With that in mind, here’s a quick overview of the four largest contemporary AI labs, and how they measure up.
human&
Man & there big AI news this weekand part of the inspiration to come up with this whole scale. The founders have an interesting tone for the next generation AI model, with the law of scale giving way to emphasizing communication and coordination tools.
But for all the glowing press, Manungsa& has been coy about how that will translate into real monetizable products. It seems exercise want to build a product; the team just won’t commit to anything specific. The most they say is that they will build several types of AI workplace tools, replacing products like Slack, Jira and Google Docs but also redefining how these other tools work at a basic level. Workplace software for the post-software workplace!

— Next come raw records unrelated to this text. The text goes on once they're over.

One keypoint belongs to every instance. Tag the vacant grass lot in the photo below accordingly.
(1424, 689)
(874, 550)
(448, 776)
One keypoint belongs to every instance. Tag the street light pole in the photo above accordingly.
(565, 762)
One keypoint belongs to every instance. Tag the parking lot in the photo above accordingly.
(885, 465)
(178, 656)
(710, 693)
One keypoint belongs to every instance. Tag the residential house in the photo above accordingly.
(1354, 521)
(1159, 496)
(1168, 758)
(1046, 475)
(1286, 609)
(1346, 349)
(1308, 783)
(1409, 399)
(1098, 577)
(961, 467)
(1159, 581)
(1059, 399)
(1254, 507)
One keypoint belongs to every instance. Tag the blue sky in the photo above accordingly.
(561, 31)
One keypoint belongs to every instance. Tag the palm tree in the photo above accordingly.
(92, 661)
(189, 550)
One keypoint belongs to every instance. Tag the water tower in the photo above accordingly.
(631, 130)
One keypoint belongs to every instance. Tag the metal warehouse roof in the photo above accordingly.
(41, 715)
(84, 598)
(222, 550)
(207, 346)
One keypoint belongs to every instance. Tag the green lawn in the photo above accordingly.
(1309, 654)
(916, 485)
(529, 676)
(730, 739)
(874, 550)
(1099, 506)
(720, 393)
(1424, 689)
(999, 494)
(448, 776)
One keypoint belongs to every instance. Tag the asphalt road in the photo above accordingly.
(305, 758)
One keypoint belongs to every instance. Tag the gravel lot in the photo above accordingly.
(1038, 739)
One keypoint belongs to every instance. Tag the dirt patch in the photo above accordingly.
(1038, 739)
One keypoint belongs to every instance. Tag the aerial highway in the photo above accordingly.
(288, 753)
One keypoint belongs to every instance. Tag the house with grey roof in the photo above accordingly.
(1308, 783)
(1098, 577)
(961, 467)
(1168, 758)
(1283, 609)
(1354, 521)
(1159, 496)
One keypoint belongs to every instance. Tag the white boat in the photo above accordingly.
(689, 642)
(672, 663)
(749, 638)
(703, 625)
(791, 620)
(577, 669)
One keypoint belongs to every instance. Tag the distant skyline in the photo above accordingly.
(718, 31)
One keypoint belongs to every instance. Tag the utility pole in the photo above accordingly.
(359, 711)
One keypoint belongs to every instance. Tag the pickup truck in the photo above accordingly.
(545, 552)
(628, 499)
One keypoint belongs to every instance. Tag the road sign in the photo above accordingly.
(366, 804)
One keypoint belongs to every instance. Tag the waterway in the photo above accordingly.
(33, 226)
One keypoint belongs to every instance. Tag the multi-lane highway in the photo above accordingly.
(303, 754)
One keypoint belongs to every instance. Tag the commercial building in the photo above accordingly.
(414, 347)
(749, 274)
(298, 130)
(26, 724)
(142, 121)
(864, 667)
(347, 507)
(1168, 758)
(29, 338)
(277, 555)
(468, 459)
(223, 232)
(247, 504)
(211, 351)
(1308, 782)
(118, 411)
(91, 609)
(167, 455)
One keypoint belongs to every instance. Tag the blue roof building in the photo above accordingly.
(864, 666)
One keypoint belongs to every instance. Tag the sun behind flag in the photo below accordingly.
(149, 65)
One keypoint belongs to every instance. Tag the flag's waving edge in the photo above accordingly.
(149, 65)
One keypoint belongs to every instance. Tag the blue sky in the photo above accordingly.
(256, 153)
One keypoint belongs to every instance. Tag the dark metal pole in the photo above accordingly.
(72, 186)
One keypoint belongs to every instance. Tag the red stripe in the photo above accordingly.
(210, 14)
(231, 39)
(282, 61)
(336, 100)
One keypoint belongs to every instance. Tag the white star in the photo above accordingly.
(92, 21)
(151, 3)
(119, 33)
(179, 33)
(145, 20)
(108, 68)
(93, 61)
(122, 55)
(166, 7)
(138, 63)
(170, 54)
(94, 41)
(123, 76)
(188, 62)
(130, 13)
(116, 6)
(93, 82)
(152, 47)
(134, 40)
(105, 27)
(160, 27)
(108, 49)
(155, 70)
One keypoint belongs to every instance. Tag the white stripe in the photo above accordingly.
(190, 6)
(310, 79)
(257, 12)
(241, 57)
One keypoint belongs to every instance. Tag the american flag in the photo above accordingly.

It’s my job to figure out what this stuff means, and I’m still confused about that last part. But it’s just specific enough that I think we can put it in Level 3.
Thinking Machine Lab
This is so hard to rate! In general, if you have a former CTO and project lead for ChatGPT raising a seed round of $ 2 billion, you have to assume that there is a pretty specific roadmap. Mira Murati doesn’t strike me as someone who jumps in without a plan, so by 2026, I’ll feel good about TML at Level 4.
But then two weeks ago it happened. The departure of CTO and co-founder Barret Zoph has garnered a lot of headlines, in part because of that special circumstances join. But at least five other employees left with Zoph, many of whom expressed concern about the company’s direction. In just one year, nearly half of the executives on TML’s founding team no longer work there. One way to read events is that they thought they had a solid plan to become a world-class AI laboratory, only to discover that the plan was not what they thought it was. Or in terms of scale, they want a Level 4 lab but know they are at Level 2 or 3.
Still not enough evidence to justify a downgrade, but close.
World Labs
Fei-Fei Li is one of the most respected names in AI research, best known for creating the ImageNet challenge that pioneered contemporary deep learning techniques. He currently holds a Sequoia endowed chair at Stanford, where he directs two different AI labs. I will not bore you through all the honors and different positions of the academy, but suffice it to say that if he wanted, he could spend the rest of his life just receiving awards and being told how great he is. The book it is also quite good!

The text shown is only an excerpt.